This week in your Massachusetts garden & landscape
Week of May 8, 2017
- See your landscape in a new light! Landscape lighting is the icing on your property’s cake! You work all day to pay for your landscape investment. Adding landscape lighting allows you the “bonus time” for you to enjoy the highlights of your stone work and the beauty of your trees branching structure.
- Wave brand petunias and other spreading petunias are as hungry as a teenage boy. Some can grow up to an inch a day, but won’t be able to if you don’t fertilize.
- Thinking of bringing mom a hanging basket this weekend? It’s helpful to know if it will be hanging in the sun or shade before you make your purchase. Most hanging baskets that are grown prefer sun. Some notable exceptions are Fucshia, New Guinea Impatiens, Bacopa, and Begonias. Even these options prefer a little morning sun to collect enough energy to make flowers. If you have complete, dark shade, consider Boston Ferns.

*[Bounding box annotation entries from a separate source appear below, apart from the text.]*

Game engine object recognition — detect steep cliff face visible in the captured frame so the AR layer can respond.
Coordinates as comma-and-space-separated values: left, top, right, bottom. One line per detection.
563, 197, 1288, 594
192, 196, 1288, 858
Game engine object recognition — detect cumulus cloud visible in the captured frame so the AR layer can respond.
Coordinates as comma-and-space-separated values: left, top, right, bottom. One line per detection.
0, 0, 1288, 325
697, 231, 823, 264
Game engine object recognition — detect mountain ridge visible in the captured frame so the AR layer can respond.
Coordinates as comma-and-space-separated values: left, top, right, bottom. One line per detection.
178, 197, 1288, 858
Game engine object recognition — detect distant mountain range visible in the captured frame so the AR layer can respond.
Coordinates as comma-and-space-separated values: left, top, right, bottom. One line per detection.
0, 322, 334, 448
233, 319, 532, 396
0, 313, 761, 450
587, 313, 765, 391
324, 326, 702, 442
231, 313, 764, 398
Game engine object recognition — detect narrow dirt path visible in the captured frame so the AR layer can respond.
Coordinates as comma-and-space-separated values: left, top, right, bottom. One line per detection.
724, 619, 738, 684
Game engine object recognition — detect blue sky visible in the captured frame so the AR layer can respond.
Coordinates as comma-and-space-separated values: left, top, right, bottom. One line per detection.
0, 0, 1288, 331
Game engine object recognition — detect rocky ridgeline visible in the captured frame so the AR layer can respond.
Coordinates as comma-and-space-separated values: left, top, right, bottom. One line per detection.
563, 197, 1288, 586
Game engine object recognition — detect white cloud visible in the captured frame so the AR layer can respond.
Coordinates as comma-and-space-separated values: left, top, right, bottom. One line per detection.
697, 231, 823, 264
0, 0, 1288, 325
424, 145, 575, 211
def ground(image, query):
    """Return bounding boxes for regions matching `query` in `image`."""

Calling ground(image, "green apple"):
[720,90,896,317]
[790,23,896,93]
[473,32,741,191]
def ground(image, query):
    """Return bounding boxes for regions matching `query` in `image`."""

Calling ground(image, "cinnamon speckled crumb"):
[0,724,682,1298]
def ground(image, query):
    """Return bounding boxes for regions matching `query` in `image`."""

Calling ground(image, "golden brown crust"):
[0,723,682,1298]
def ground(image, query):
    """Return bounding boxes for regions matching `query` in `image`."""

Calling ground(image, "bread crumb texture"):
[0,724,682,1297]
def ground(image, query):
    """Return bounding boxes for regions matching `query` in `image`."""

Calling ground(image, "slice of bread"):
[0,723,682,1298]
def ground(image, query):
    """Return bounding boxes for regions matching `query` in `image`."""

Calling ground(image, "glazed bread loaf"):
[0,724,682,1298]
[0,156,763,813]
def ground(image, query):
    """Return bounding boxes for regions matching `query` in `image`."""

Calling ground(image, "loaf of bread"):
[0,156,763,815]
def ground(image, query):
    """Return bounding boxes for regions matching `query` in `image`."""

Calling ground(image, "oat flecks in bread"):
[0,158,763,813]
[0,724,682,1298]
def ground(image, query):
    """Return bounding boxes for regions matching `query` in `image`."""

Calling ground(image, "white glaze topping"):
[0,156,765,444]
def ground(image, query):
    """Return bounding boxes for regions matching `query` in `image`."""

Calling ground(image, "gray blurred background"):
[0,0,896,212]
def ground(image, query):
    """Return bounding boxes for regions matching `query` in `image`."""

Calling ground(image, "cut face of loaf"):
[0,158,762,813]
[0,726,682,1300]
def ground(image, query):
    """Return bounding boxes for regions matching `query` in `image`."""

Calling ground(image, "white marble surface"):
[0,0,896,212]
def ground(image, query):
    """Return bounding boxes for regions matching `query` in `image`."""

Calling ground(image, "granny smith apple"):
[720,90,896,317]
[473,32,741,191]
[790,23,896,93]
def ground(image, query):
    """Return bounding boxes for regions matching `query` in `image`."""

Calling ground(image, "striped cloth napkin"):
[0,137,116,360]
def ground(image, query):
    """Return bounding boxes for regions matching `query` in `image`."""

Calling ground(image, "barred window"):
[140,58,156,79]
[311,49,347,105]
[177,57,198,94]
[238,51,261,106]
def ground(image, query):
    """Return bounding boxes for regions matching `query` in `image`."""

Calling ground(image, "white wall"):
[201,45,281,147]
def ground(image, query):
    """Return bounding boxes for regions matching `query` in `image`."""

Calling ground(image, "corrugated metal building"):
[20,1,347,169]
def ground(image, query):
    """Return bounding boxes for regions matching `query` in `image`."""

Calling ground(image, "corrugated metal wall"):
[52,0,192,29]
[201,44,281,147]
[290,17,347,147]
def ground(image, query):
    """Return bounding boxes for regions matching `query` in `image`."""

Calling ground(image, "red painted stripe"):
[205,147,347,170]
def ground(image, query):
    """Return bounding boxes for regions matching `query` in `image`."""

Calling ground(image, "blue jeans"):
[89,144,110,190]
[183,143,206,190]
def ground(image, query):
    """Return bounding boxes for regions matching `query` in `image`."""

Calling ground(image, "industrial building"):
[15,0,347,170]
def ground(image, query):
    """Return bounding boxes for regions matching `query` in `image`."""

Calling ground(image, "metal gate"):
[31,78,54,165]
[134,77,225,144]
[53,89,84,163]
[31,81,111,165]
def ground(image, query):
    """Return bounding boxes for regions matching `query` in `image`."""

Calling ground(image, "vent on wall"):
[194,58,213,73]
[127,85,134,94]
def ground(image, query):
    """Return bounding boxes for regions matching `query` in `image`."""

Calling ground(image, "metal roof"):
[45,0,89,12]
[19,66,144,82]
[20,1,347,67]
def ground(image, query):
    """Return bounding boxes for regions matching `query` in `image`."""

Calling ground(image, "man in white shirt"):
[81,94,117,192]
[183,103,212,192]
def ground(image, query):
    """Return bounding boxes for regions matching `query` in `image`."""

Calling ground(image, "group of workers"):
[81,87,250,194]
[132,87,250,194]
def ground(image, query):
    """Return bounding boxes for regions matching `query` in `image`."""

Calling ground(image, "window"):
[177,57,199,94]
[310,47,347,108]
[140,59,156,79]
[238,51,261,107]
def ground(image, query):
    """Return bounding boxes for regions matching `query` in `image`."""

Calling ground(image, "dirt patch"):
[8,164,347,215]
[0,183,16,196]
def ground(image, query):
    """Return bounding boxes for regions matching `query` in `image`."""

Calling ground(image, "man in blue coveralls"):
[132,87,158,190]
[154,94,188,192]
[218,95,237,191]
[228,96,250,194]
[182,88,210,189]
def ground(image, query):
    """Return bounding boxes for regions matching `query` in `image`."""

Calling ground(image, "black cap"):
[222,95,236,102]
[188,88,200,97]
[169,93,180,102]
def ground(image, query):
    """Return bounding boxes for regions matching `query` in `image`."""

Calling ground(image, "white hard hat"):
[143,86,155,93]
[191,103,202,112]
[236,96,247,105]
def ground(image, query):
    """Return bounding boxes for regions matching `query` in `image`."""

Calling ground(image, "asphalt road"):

- Prepare to stake perennials that tend to be floppy at maturity. Try the commercially available metal frames for dense, bushy perennials such as peonies, asters, and Shasta daisies, or create a frame work using bamboo stakes and twine. Use single bamboo stakes for plants with only a few stems that tend to get top heavy when in bloom. Plants in this category would include delphiniums, Oriental lilies, and tall dahlias.
- Begin hardening tomato and other seedlings of warm season crops. The best way to harden these seedlings is by placing them in a cold frame. However, if no cold frame is available, water the seedlings well and then move them outdoors after morning temperatures have warmed to above 55 degrees F. Leave the seedlings out for an hour for the first 2 or 3 days and then gradually increase the amount of time seedlings spend in the sun. They’ll be ready for the garden by the end of the month.
- If you spot this plant while weeding, try and leave it be. It’s milkweed, the only plant that monarch butterfly caterpillars eat. Females only lay eggs on plants in this genus, Asclepias. So leave one in your yard if you find it. You are lucky! Some people actually buy them, and you got yours for free!